Immergut’s argument on the permit-to-purchase requirement is considerably shorter but probably more viable than her opinion on the magazine ban. While the historical analogue test in Bruen makes it difficult to uphold the permitting law without zooming way out as Immergut did for the magazine ban, non-binding Supreme Court dicta does provide some support.
“Measure 114’s permit-to-purchase scheme is a ‘shall-issue’ permit scheme based on objective standards and is therefore presumptively constitutional under the holding of Bruen,” she wrote. “There are currently 43 states with some kind of ‘shall-issue’ licensing regime in place, under which ‘a general desire for self-defense is sufficient to obtain a [permit.]’ Of these licensing regimes, Bruen concluded that ‘nothing in our analysis should be interpreted to suggest the unconstitutionality of the 43 States’ ‘shall-issue’ licensing regimes.'”
She cited a Bruen concurrence by Justice Kavanaugh and Roberts that emphasized the apparent legality of “shall-issue” gun-carry permitting.
“Writing in concurrence, Justice Kavanaugh further noted that while discretionary regimes like the one at issue in Bruen are constitutionally suspect, ‘objective shall-issue licensing regimes’ do not violate the Second Amendment, even when they ask a prospective gun purchaser to ‘undergo fingerprinting, a background check, a mental health records check, and training in firearms handling and in laws regarding the use of force, among other possible requirements,'” she wrote.
Since the Court placed the right to carry guns on par with the right to own them in Bruen, it does stand to follow the Court may view permitting requirements on both similarly. So, even if there isn’t a direct historical analogue for permit-to-purchase laws or gun-carry licensing, the Court may uphold both. Of course, that only applies in cases where permitting is not controlled through subjective decisions and doesn’t impose unreasonable delays or costs.
Of course, this issue offers the more intriguing legal question, but we have less insight into what each judge thinks about it to this point. Judge Immergut gave us a few paragraphs dotted with disclaimers that she could change her mind based on evidence presented at the next hearing. Judge Roschio didn’t elaborate on the issue much in his TRO. That’s likely to change after each judge issues their ruling on requests for preliminary injunctions next week, and we get a few thousand more words.

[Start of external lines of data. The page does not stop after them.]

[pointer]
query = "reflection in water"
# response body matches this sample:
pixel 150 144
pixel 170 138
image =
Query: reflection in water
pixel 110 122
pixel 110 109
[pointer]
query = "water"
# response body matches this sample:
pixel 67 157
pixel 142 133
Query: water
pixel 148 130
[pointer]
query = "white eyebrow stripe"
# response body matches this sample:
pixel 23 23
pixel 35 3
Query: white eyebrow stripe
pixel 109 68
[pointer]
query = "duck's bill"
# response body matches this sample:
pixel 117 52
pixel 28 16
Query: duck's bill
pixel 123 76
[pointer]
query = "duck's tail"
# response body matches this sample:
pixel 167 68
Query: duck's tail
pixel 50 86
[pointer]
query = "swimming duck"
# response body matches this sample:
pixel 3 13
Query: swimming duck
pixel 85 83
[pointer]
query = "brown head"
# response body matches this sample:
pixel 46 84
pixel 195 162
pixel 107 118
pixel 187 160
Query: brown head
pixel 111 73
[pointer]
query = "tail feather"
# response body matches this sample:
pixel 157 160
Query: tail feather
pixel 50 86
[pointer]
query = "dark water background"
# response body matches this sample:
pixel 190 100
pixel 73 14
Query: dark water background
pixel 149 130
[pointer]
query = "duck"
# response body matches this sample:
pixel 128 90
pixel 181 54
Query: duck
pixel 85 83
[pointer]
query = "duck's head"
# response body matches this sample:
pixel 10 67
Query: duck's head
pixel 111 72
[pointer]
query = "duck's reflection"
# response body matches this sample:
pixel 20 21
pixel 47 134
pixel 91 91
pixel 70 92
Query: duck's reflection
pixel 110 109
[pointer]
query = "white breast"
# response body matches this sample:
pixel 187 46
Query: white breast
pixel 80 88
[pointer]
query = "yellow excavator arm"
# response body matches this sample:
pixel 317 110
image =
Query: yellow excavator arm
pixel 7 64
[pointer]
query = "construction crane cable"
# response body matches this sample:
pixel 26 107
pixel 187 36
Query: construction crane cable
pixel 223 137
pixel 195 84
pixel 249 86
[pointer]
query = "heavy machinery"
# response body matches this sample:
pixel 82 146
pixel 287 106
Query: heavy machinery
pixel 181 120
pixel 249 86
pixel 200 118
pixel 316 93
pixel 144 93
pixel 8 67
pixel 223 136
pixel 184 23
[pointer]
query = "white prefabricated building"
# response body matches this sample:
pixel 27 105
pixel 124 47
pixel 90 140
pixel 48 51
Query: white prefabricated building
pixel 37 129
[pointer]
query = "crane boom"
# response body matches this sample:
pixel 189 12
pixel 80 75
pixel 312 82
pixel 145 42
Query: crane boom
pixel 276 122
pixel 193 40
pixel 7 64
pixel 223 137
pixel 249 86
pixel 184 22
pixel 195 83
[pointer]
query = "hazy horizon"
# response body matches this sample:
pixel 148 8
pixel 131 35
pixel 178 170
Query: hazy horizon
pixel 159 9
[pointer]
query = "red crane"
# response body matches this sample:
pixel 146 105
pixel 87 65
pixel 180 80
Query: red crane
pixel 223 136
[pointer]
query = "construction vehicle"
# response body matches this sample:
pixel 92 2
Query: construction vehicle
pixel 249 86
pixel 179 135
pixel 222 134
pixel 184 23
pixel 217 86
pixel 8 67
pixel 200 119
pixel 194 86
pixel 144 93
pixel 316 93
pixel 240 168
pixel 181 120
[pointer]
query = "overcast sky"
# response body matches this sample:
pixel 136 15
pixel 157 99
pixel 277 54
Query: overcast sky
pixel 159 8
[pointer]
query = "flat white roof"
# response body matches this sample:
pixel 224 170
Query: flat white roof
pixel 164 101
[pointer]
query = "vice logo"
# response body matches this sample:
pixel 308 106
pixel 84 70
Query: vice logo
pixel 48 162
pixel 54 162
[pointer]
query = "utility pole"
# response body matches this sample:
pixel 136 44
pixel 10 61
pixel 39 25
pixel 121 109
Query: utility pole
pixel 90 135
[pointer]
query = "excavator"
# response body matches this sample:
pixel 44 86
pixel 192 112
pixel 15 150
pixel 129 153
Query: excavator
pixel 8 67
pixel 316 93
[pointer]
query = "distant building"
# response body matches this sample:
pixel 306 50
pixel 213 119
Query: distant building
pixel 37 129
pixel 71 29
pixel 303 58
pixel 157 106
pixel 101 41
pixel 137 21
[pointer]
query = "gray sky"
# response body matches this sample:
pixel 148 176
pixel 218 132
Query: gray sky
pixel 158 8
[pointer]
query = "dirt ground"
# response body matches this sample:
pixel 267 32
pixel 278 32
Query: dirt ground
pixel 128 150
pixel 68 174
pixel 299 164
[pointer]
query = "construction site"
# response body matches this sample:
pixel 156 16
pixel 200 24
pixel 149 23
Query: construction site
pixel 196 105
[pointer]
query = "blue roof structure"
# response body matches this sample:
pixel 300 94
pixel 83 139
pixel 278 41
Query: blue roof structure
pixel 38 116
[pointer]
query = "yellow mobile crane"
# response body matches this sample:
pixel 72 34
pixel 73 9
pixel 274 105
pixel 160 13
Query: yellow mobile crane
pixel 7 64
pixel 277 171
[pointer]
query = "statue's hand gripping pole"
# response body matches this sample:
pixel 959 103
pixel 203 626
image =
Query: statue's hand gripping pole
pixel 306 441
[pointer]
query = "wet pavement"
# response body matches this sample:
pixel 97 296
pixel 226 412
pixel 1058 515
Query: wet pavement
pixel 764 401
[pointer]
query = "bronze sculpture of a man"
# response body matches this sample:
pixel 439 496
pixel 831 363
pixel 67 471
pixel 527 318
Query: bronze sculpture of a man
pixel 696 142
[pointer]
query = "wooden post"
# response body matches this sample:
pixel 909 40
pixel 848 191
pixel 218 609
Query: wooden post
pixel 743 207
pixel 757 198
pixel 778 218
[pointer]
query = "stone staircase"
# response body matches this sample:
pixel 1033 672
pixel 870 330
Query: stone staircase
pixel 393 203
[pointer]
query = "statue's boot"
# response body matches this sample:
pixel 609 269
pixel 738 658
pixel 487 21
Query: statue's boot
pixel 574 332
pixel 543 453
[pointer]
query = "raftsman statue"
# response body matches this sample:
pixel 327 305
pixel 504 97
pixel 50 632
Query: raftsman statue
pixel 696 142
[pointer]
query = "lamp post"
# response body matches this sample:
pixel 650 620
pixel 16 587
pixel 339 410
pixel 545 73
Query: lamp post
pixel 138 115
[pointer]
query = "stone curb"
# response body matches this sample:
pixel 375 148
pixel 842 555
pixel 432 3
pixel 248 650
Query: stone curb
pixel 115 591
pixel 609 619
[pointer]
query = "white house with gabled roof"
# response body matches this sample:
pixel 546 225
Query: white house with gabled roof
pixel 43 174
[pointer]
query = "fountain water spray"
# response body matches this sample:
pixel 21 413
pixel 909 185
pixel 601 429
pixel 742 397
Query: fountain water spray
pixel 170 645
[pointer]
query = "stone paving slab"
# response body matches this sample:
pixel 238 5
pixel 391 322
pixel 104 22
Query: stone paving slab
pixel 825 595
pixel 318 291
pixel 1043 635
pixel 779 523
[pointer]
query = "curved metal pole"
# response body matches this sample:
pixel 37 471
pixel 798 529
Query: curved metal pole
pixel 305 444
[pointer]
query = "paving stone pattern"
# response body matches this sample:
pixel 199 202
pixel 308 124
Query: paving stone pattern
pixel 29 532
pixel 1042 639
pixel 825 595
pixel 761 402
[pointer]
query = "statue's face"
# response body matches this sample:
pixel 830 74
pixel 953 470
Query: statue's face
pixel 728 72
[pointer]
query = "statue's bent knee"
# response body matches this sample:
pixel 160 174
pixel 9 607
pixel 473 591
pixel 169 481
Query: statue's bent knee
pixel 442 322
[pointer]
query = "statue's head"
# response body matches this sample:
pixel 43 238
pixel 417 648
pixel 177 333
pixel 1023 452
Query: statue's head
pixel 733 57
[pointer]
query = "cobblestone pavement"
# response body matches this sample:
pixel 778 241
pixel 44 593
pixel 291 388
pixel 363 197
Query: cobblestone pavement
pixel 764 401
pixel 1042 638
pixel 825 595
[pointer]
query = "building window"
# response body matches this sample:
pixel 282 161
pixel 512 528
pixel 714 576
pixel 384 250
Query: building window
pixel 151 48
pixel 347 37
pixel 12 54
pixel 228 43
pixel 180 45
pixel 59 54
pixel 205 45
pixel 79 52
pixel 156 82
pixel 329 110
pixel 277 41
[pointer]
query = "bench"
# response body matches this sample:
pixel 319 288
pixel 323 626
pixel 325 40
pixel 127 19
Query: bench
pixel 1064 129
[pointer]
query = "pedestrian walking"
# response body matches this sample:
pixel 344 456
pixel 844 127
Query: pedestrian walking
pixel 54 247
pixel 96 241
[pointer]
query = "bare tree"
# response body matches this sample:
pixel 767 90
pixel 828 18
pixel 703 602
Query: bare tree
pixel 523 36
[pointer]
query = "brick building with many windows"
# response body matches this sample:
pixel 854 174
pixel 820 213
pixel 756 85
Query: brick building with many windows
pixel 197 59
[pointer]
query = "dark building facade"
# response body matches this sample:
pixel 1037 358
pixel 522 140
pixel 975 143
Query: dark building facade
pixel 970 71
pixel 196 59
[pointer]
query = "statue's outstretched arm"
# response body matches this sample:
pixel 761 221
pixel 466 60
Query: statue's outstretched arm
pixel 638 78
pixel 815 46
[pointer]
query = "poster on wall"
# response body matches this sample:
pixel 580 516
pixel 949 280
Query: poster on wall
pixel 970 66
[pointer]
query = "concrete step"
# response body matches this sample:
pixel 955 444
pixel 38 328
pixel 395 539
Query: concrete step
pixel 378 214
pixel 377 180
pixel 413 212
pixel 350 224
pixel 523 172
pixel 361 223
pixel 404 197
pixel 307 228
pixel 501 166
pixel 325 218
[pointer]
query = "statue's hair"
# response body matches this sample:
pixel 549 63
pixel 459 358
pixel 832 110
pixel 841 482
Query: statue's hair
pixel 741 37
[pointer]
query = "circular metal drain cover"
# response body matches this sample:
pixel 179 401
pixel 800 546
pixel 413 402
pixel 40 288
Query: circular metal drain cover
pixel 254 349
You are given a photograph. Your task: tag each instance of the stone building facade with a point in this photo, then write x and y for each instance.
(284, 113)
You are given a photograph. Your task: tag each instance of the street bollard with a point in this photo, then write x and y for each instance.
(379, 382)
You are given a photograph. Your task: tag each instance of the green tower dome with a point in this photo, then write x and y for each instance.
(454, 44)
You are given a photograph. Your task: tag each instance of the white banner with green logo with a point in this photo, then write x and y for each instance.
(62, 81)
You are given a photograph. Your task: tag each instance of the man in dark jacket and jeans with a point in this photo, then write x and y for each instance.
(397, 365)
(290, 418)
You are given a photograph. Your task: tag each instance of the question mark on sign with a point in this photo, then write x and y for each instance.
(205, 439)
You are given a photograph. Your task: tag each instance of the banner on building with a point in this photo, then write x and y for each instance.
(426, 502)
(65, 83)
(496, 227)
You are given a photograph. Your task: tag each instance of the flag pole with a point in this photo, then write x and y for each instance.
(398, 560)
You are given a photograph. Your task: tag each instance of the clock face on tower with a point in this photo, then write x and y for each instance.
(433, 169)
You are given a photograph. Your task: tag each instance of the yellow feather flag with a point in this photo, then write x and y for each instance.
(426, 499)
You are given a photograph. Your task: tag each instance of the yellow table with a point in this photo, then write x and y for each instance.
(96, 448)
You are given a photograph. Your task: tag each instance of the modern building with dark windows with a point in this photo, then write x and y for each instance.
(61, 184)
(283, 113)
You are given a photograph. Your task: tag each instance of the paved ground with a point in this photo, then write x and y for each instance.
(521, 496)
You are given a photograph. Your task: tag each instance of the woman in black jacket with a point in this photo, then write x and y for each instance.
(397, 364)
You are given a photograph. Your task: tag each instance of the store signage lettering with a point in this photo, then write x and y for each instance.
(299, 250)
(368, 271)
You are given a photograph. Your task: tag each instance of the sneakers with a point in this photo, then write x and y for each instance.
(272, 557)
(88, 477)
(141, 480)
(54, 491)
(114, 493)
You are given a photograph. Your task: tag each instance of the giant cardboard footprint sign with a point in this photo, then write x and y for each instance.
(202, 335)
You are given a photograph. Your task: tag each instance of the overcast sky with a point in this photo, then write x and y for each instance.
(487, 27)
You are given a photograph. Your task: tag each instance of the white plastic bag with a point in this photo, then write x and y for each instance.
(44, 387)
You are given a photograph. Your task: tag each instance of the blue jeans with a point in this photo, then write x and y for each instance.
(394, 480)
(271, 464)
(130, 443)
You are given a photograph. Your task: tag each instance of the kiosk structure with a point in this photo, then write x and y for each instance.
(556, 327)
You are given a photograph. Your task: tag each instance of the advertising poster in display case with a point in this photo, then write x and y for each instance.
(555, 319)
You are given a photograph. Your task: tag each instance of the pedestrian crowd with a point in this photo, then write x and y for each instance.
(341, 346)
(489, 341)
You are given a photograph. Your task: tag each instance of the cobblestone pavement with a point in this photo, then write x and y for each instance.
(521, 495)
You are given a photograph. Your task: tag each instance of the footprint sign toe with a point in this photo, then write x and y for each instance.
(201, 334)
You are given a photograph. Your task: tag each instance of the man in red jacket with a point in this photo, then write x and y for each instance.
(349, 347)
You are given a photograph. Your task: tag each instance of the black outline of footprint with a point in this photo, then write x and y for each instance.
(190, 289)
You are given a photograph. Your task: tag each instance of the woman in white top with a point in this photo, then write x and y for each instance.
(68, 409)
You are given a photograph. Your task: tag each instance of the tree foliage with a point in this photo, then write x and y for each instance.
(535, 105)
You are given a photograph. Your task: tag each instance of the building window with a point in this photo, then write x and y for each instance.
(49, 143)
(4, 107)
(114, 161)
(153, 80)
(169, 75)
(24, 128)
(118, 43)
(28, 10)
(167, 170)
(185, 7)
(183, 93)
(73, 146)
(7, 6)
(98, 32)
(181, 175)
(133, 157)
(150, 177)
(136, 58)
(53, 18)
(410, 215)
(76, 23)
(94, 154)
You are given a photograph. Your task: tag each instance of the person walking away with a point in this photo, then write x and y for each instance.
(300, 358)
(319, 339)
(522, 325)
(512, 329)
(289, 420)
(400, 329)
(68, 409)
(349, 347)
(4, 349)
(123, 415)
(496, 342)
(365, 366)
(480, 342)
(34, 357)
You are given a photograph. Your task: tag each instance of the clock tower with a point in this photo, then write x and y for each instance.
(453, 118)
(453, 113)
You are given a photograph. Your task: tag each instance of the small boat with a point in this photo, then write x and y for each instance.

It remains unlikely they will land in the same place. So, a higher court will eventually have to reconcile their points of view and declare a winner. Given this fight is taking place in the Ninth Circuit and they have traditionally been most at odds with SCOTUS, it might make it all the way to the highest court of all.
In the meantime, Oregonians aren’t waiting for that outcome. They have crammed into gun stores at record rates, perhaps understanding how long it can take to resolve legal fights like this. Of course, gun-rights advocates have something of an advantage in the end: they only have to win at one level.